İşte tam da bu yüzden biz KHK’lıların işleri elinden zorla alındığında Leyla’sının peşinde derbeder olan Mecnun olmadık mı? Emine sokak ortasında kocası tarafından katledilirken hepimiz Emine, Ali İsmail sokak ortasında dövülerek öldürülürken hepimiz Ali ve Alim de gelsin yemeğe öyle başlayalım diyen Ali’nin annesi, küçük kızının öldürüldüğünü ispatlamaya çalışan baba Şaşmaz, çocuklarının kemiklerini arayan Cumartesi Anneleri, Suruç’ta otuz üç düş yolcusu için “biz şimdi onların annelerine ne diyeceğiz” diyen Kürt Ana, adaletsizliğe karşı oğlunu kurtarmaya çalışan ana Şenyaşar, güvercin tedirginliğinde iken katledilen Hrant, kar uğruna kesilen zeytin ağacı olmadık mı? Ya da bunlara sebep olanların insan dışılığıyla mücadele etmedik mi? Bu insan görünümlü yaratıkların, insanlık adına utanç kaynağı olduğunu, insanımsı bu kişilerin zihniyetinin hakim olmaması için her şeye rağmen insanlığın yarattığı değerleri her yerde yaşatmaya çalışmıyor muyuz? Gönül öyle tek bir kişiye duyulan sevgiye indirgenecek kadar küçük değil, o tek kişiyi de içine alan ve çok daha fazlasını isteyen çok daha fazlasına inanan çok özel bir olgu değil mi?

Tüm bu tüketim çılgınlığına, hayatın çok hızlı akmasına rağmen yaşamımızı tutku, istek ve sevgilerimizin toplamı belirlemiyor mu? Bu havalarda bile birileri OHAL’e, kayyumlara ve KHK’lara karşı gönlünü, bedenini ortaya koymuyor mu? Birileri sevdası uğruna koşuşturmuyor mu?
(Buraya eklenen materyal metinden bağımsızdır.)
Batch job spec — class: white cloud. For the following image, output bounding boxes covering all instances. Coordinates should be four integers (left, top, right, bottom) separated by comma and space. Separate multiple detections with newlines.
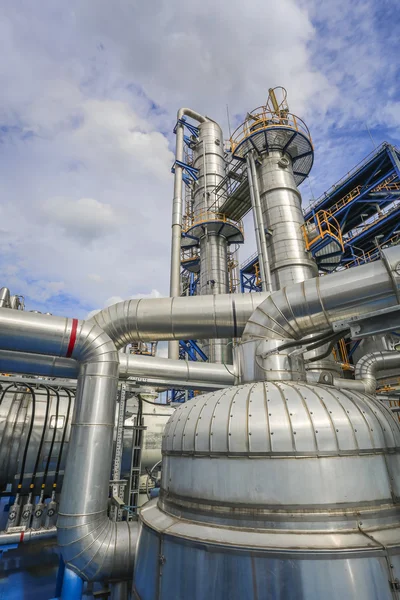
86, 289, 163, 319
0, 0, 400, 317
42, 196, 118, 241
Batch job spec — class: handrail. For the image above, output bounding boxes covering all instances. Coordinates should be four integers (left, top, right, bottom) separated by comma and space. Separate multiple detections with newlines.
230, 106, 312, 154
183, 211, 243, 233
326, 173, 400, 216
343, 233, 400, 269
302, 210, 344, 250
306, 142, 388, 211
344, 202, 400, 243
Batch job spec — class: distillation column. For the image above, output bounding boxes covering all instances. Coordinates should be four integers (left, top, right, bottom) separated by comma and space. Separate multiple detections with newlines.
231, 90, 340, 376
184, 120, 243, 364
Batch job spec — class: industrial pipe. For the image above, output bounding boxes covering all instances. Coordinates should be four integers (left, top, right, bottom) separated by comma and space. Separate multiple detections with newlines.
89, 290, 268, 349
0, 527, 57, 546
0, 350, 234, 390
0, 288, 10, 308
333, 351, 400, 394
238, 246, 400, 382
246, 152, 272, 292
0, 310, 137, 581
168, 108, 207, 359
242, 246, 400, 341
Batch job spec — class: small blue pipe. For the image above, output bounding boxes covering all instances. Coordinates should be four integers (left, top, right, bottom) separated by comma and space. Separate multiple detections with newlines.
61, 569, 83, 600
54, 556, 65, 598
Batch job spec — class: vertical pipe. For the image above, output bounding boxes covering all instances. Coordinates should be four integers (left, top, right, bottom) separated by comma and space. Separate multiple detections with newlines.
0, 288, 10, 308
110, 581, 129, 600
61, 569, 83, 600
252, 150, 318, 290
168, 122, 183, 359
246, 152, 271, 291
54, 556, 65, 598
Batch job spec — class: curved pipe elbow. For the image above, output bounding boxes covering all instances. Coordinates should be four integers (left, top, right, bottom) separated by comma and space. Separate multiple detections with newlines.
177, 108, 208, 123
57, 513, 139, 581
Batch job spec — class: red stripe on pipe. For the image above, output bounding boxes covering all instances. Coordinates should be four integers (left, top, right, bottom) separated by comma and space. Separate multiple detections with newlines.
65, 319, 78, 358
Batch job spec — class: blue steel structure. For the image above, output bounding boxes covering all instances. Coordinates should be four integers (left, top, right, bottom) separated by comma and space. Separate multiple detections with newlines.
304, 142, 400, 265
240, 142, 400, 292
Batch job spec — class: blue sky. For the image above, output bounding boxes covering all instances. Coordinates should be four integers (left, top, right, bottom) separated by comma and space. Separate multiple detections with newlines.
0, 0, 400, 317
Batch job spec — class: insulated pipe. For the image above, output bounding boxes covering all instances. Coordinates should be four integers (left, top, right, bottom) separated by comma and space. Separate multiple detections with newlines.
0, 350, 234, 389
246, 152, 272, 292
168, 108, 207, 359
0, 527, 57, 546
0, 310, 137, 581
89, 290, 268, 349
333, 351, 400, 394
242, 246, 400, 341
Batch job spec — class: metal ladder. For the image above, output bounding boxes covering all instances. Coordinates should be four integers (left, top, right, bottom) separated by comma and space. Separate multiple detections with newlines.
127, 399, 146, 520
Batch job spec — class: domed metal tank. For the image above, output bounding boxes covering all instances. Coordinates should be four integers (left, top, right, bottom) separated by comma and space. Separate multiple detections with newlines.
134, 382, 400, 600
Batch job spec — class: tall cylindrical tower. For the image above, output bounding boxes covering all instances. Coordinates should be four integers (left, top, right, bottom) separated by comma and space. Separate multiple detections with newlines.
231, 88, 318, 290
182, 120, 243, 363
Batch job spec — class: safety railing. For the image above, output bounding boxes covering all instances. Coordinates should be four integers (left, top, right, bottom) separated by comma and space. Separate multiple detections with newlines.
230, 106, 312, 154
343, 233, 400, 269
344, 201, 400, 244
182, 211, 243, 233
306, 142, 388, 212
240, 252, 258, 271
303, 210, 344, 250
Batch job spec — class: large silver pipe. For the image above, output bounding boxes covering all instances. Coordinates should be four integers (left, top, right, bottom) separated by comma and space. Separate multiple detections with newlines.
0, 310, 137, 580
240, 246, 400, 381
0, 527, 57, 546
168, 108, 206, 359
0, 287, 10, 308
0, 350, 234, 389
89, 292, 268, 349
193, 120, 232, 363
246, 152, 272, 292
334, 351, 400, 394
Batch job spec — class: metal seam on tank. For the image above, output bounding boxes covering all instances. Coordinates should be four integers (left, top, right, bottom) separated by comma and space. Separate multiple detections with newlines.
341, 389, 376, 450
315, 277, 331, 329
245, 384, 252, 454
11, 392, 29, 475
325, 387, 360, 451
262, 381, 272, 452
182, 394, 200, 452
319, 386, 354, 452
0, 392, 17, 473
227, 387, 240, 454
272, 381, 297, 452
194, 399, 212, 452
210, 388, 230, 452
170, 411, 179, 451
303, 384, 340, 452
366, 395, 400, 438
208, 393, 218, 452
286, 381, 319, 455
353, 392, 388, 447
350, 392, 398, 502
353, 390, 400, 448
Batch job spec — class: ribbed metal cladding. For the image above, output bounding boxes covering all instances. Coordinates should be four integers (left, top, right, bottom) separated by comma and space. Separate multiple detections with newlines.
193, 121, 225, 219
193, 121, 232, 363
134, 382, 400, 600
257, 151, 318, 290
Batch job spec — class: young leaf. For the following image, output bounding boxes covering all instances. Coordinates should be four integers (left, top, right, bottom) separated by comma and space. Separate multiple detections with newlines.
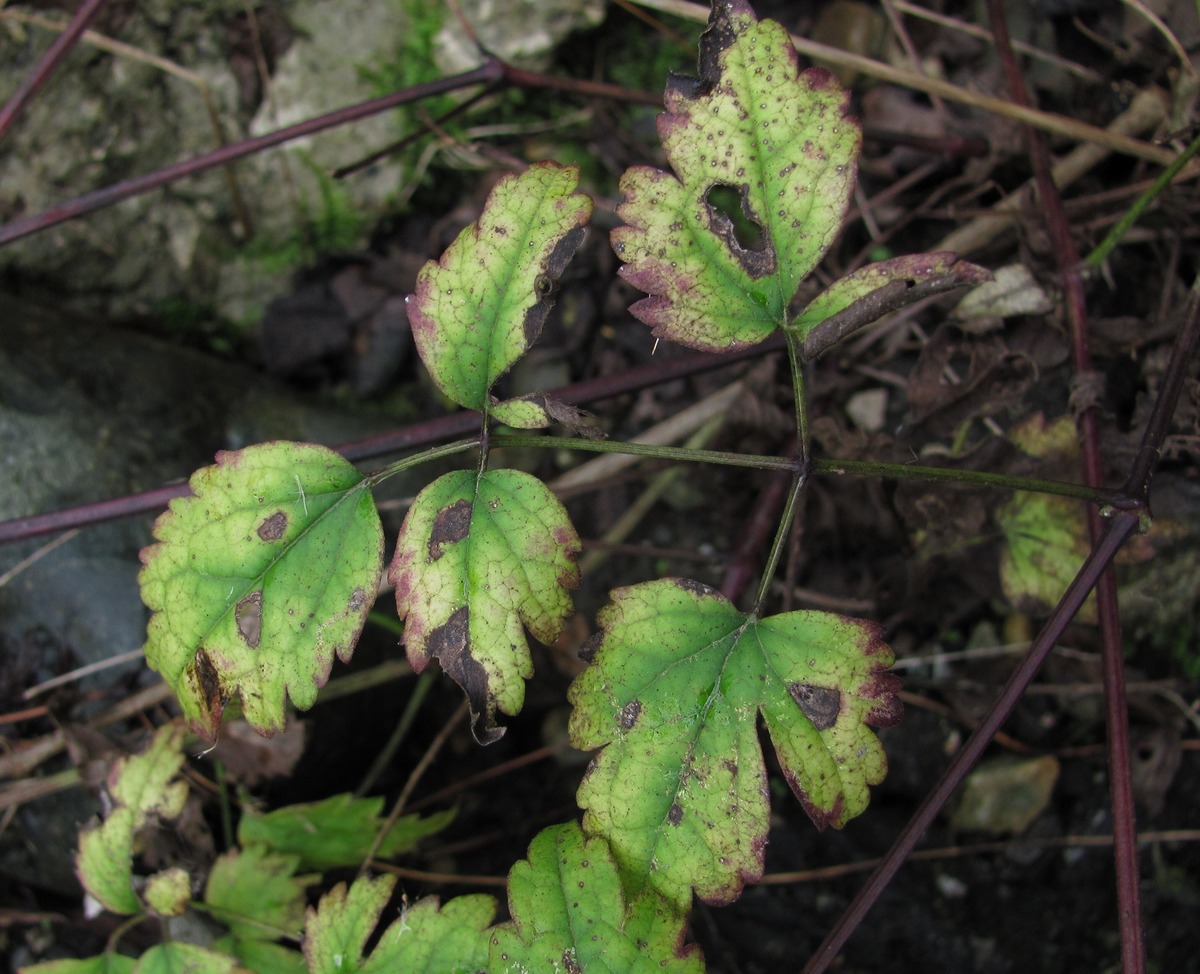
304, 876, 496, 974
612, 0, 862, 351
570, 579, 900, 909
139, 443, 383, 740
488, 822, 704, 974
76, 725, 187, 915
408, 162, 592, 429
238, 794, 455, 870
388, 470, 581, 744
204, 846, 318, 940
Gönlümüzü ferah tutalım, gönlün, isteyen gönüllerle birleşip başaramayacağı hiç bir şey olamaz, olsa bile “elimden geleni yaptım” diyen bir gönlün huzurunu yaşamaz mı? Yaşama tutkuyla bağlanmanın, ona sahip çıkmanın günü, gecesi zamanı var mıdır? İşte yaşama tutkusu olanlarında gönlü tam da bundan dolayı çok rahat değil midir?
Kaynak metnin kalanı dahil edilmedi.